The degree of symmetry of causal effects in populations of people (or animals) diverging from common ancestry, and populations of cells diverging from a zygote, is an important issue and citing a scattering of studies that are looking at such things does not support arguments one way or another.

In any case, somatic mutation was just one of several apparently truly causal factors that massive constitutive genome sequencing doesn't identify (and this is besides the logistic costs and cogency of tying such sequencing to rescue decades-old projects which is what at least one story said was the plan for the Precision Medicine project).

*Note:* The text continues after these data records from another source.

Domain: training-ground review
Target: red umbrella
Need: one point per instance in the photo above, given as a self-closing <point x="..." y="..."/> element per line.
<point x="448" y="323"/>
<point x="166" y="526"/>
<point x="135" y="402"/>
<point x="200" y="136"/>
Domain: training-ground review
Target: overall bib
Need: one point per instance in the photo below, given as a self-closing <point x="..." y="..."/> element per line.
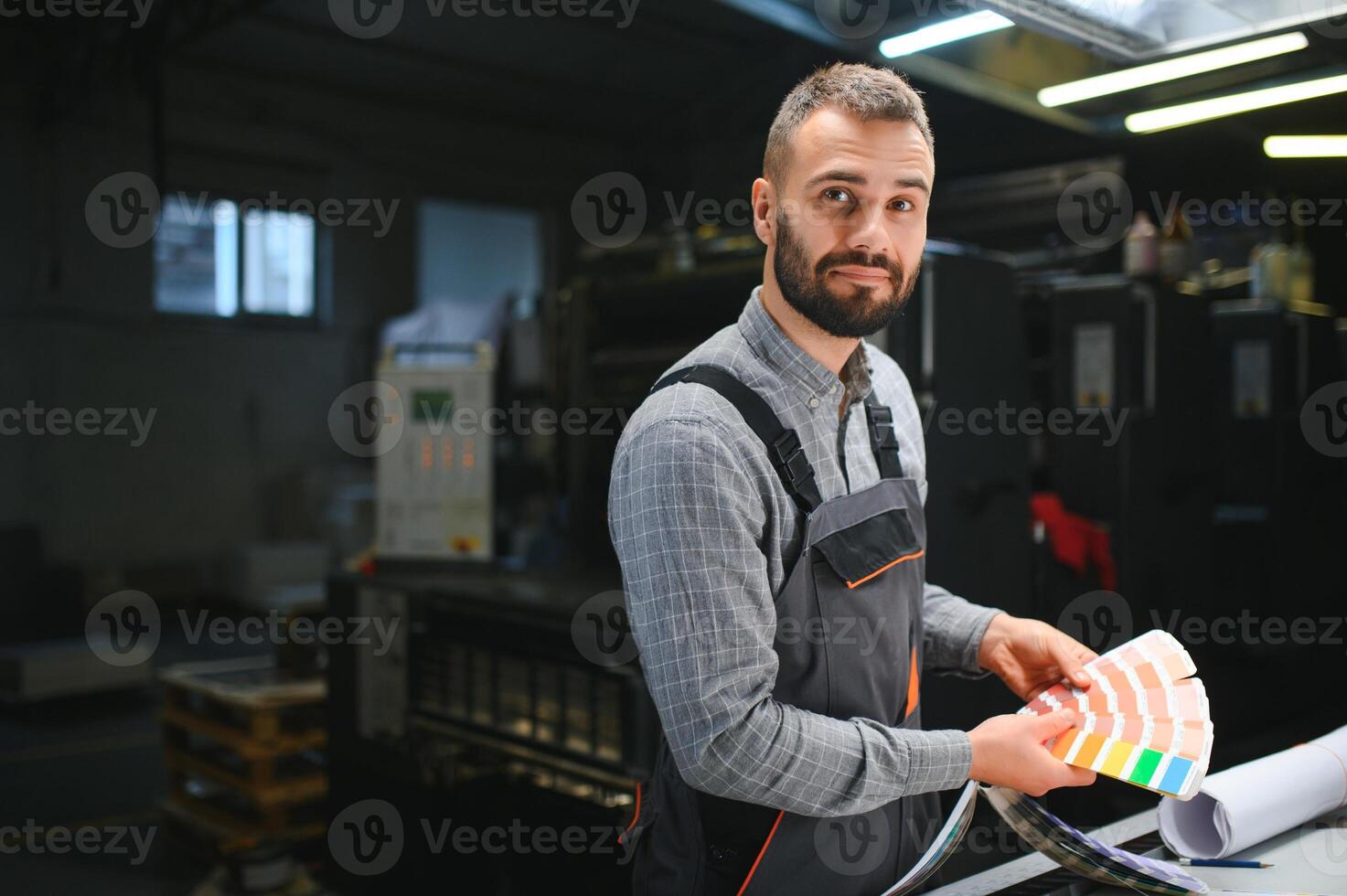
<point x="849" y="640"/>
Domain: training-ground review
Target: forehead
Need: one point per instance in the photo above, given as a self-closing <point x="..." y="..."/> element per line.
<point x="834" y="139"/>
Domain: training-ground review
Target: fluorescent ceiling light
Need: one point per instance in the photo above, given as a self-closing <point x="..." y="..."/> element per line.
<point x="1178" y="116"/>
<point x="1329" y="145"/>
<point x="947" y="31"/>
<point x="1171" y="69"/>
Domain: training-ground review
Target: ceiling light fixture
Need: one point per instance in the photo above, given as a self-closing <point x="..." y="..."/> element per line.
<point x="1171" y="69"/>
<point x="1185" y="113"/>
<point x="947" y="31"/>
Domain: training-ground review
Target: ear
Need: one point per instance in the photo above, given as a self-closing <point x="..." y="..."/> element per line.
<point x="764" y="210"/>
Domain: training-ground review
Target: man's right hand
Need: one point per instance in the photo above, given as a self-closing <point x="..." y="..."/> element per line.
<point x="1010" y="751"/>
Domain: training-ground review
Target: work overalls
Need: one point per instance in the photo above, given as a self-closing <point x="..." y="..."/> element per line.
<point x="861" y="558"/>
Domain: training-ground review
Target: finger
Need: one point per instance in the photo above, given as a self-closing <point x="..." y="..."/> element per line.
<point x="1064" y="655"/>
<point x="1073" y="776"/>
<point x="1053" y="724"/>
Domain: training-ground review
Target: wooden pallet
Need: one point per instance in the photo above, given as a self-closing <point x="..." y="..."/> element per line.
<point x="248" y="696"/>
<point x="239" y="740"/>
<point x="210" y="832"/>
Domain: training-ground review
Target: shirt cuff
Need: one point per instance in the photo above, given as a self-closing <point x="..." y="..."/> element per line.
<point x="940" y="760"/>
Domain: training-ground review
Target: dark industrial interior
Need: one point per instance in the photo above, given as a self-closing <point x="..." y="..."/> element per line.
<point x="241" y="233"/>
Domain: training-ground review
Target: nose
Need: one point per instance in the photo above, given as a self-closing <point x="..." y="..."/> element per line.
<point x="869" y="233"/>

Response to be continued below....

Ken Weiss said...

If one needs millions of genome sequences to pick up some causal signal that somehow is too weakly penetrant or rare to be seen even in hundreds of thousands in GWAS studies etc., then it will be interesting how one argues for their importance given the other problems both in public health and in genome sciences.

My answer is not a miracle new method, big or small scale. Whether I have such a method is irrelevant to the issues of what we currently know. There are focused well-posed questions one can ask, that may very well require constitutive genome sequencing, but perhaps where other things can also be included. As far as complex biomedical traits go, if public health measures greatly reduced the obvious, manifest, strong lifestyle factors, the cases that would remain would plausibly be the rarer but truly ‘genetic’ ones, and they would, like any rare trait with strong genetic causation, be worthy of and amenable to intense scrutiny.

To justify extensive somatic mutation work on 'hypothesis-free' pure induction studies even if including somatic mutation would be to square the complexity we already see with GWAS results. But omitting somatic mutation, just as omitting epigenetic and microbiomic factors is to put limits on what can be done with constitutive sequencing. Adding them probably wouldn't even help account for 'hidden' heritability. If hyper-scale sequencing doesn't just add noise upon noise, most of it with irreplicable sets of trivial contributors, then all the evidence gathered in the last couple of decades, experimental and observational, on a broad array of plant and animal species, has been wrong.

In fact, my views do not minimize the role of genetic causation. Somatic mutation effects could mean that, at the cell level, traits are even more 'genetic' than the heritability suggests, and yet not included in the measure of heritability.

But documenting complexity and its nature would in my view be a lot more effective in model systems where the variation is controlled and can be better understood. But I don’t know if even the extensive genome-scale work on yeast, bacteria, Drosophila, Arabidopsis and others, including controlled mouse multi-way intercrosses, have found things to be very much simpler or more enumerably ‘genetic’.

Even population genetic simulation, which I am doing, can contribute a lot at trivial cost, and very fast, and without things like sequencing or measurement errors. Simulation (though not with my particular program without major change) could include somatic mutation. The results can lead to well-posed questions for which, when relevant, genome sequencing etc would be well justified.